The first argument is that the winning consortium has changed. The winning bidder was Lanco and Globeleq Singapore Pte Ltd (GSPL). That is still the case, but since the bid, the ownership of GSPL has changed. In itself, this is not important.
A firm is an entity independent of its shareholders, with certain relevant characteristics, e.g., net worth. For it to matter, a change in ownership has to make a material difference to the capabilities of GSPL. One can make that case by disclosing the technical bids and showing how the ownership change affects the capabilities of the Lanco-GSPL consortium. Sadly, while the initial phase of the procurement process was quite open, there was limited release of information after the issue of requests for qualification.

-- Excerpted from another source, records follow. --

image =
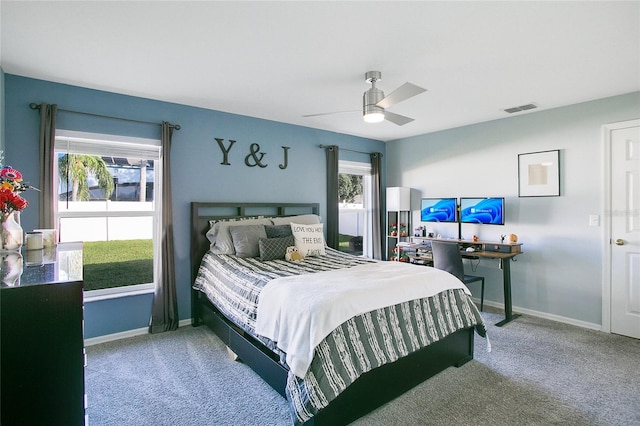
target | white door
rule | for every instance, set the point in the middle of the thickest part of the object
(625, 230)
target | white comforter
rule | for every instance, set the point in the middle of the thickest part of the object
(298, 312)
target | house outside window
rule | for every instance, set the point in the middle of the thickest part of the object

The second argument is that the capabilities of the Lanco-GSPL combine were improperly evaluated and that, instead of GSPL’s capability, the experience of its parent, Globeleq, was considered. This should have been done only if there was a clear agreement between Globeleq and GSPL. Such an agreement would usually remain even if GSPL’s ownership changed and should not critically alter the bid. If there was no agreement, was this an honest mistake of the evaluators or deliberate misrepresentation by the bidder? The contract could be nullified depending on the circumstances.
The third argument is that the winning consortium uses unfair means. Parliamentarians of the ruling coalition may well have a financial interest in the winning consortium, more so after the change in ownership of GSPL, but that is not a disqualification, unless this position was abused to subvert the competitive bid process. If so, it is imperative that any cancellation be followed by detailed investigation into the violation of such laws as may have taken place.

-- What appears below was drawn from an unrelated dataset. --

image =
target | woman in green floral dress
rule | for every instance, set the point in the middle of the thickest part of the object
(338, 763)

A fourth argument is that the bid is commercially unviable. If so, and if one has some faith in the due diligence abilities of our financial system, the winning consortium should not be able to achieve financial closure. Prima facie, though, the bid does not seem overly aggressive. The tariff is not much below the other bids and the reported capital cost is not unreasonably low either.
There may be reasonable expectation that regulations will change at some future date and, in addition to profits from selling electricity, the consortium can also profit from selling coal from the mine allotted to it. But, like this regulatory uncertainty on coal, there were other unaddressed questions during the bid. To prevent aggressive bids from those who believe they can exploit such ambiguity, the best approach is to minimize the initial uncertainty.

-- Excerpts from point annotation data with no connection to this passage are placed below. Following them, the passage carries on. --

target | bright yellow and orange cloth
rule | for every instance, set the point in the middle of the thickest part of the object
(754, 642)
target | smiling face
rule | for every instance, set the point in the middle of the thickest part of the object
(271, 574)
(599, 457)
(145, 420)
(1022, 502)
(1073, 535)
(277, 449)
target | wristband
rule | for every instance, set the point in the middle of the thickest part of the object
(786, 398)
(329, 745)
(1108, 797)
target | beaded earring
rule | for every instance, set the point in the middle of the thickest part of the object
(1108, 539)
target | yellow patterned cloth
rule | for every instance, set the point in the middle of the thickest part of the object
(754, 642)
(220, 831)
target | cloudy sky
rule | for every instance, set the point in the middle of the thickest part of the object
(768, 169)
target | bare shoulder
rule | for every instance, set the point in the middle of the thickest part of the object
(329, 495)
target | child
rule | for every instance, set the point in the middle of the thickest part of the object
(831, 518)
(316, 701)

We do not argue that a cancellation decision is unjustified, since the decision makers may have access to additional relevant information. However, such a decision would be far more justifiable and the faith in bidding processes can be better preserved if that extra information is placed in the public domain. Even after such a disclosure, there can be honest differences of opinion. In such an event, the prerogative of the government to abide by its own opinion should be respected.